How come my network icon and sound icon just simply disappeared from the notification (task bar) when I started up my laptop using vista. I have tried to right-click on tasbar > properties > Notification Area > ... But the system icons, I means tick boxes for sound and network are grayed, and I'm unable to choose it. Are there any way to fix it, could anyone pls help me. Thanks


----------



## jcgriff2 (Sep 30, 2007)

Vista (and XP to some extent) has had problems with disappearing icons and shaded icon selection boxes for some time now. The area on the bottom right of the screen in which they are located is called the Notification Area (System Tray/systray in XP). The icons are similar to shortcuts. However, shortcuts can generally be found somewhere in your folders and are easily edited. Not the Notification Area icons. They are in Vista's cache. A cache is a consortium of executed commands & programs or accessed files that the system has determined are utilized more frequently than others. In Vista, this frequency-of-use is what Superfetch tries to learn about you, the user. These executables and files are loaded into the cache where the CPU can fetch (access) them must faster than it can calling for them from main memory. There is a level-1 and a level-2 cache in Vista. It's all about resource management.

There are reported solutions to your problem, however, I must tell you that I have found these to be temporary at best. So many times, after reboot, cold boot, or logoff/logon, I have found an icon(s) missing. Under one user account, I have never been able to recover the network icon. 

If you are comfortable using REGEDIT to edit the system's registry, here is a link that explains the icon recovery/cleanup process very well:

http://www.howtogeek.com/howto/windows-vista/clean-up-past-notification-icons-in-windows-vista/

*>>>> NOTE - ALWAYS back up the registry prior to editing.*



Another method is easier but does not seem as effective is to go into the System Notification area of the Taskbar and Start Menu Properties (right click on START, select properties), select "Customize", change 2 or 3 icons from "Hide" to "Unhide", click OK, click Apply, click OK, then logoff and logon again. 

Microsoft is very aware of this problem. However, based on what I have read to date, MS does not seem to consider this a major enough issue to act.

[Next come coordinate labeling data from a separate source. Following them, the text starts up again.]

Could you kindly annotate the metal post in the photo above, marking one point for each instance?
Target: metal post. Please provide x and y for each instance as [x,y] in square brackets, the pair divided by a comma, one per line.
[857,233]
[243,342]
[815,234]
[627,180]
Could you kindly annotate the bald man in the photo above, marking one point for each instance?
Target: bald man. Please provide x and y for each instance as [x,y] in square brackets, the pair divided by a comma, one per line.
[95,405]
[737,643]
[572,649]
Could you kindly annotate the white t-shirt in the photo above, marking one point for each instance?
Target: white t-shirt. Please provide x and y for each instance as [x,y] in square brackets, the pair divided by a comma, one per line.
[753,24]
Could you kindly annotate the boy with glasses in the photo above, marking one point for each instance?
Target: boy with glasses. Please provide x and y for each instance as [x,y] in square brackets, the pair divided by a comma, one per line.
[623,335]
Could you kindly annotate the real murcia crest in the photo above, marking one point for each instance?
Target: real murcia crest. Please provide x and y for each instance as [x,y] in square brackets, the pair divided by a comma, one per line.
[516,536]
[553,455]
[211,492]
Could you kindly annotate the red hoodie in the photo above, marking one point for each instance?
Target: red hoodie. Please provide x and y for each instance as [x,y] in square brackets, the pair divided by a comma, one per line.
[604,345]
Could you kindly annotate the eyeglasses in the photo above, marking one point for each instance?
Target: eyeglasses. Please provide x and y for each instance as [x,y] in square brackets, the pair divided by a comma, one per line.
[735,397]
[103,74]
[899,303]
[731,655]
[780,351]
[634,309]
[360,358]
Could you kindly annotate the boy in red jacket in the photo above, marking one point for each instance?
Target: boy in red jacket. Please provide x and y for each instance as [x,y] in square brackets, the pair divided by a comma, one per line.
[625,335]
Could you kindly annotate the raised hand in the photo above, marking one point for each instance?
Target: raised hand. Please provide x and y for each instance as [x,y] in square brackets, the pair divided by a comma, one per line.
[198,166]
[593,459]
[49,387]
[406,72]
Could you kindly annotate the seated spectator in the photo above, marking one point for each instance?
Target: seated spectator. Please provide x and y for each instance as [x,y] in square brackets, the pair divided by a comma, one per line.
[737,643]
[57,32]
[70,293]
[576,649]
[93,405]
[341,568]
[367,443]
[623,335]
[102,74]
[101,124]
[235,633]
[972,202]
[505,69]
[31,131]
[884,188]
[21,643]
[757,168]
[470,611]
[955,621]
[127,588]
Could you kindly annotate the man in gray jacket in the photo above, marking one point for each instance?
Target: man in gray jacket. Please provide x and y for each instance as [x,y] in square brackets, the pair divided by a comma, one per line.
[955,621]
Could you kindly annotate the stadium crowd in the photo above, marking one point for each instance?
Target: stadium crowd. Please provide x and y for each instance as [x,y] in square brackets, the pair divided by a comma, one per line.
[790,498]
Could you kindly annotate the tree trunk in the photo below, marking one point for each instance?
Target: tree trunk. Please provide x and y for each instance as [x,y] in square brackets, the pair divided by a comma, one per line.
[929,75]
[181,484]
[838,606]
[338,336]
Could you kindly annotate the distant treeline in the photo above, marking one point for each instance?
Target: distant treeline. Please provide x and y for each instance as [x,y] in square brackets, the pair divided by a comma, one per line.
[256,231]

Future Vista service packs may address this, though.

Good Luck.


Regards. . .
jcgriff2


----------



## gourav.keshwani (Jun 7, 2008)

Hi Guys,

i had faced similar problem and i fixed it in this way:-

a) goto start-->run
b) regedit
c) take backup of your registry
d) search iconstreams
e) delete all pasticonstreams and iconstreams key under iconstreams folder until iconstream can no longer be found in registry.
f) restart vista
g) If sound icon is not there then goto-->taskbar properties-->notification area-->check on volume icon-->apply-->ok

cheers problem solved,ray:


----------



## 1true3 (Oct 14, 2008)

Thank you ray: this was a real aggravation and I had no idea how to fix it! The solution was so much easier to execute than I expected.


----------



## jcgriff2 (Sep 30, 2007)

Glad to hear that this worked for you.

Considering thread (and my post as well) is > 9 months old, I am now closing this thread to future traffic.

jcgriff2

.


----------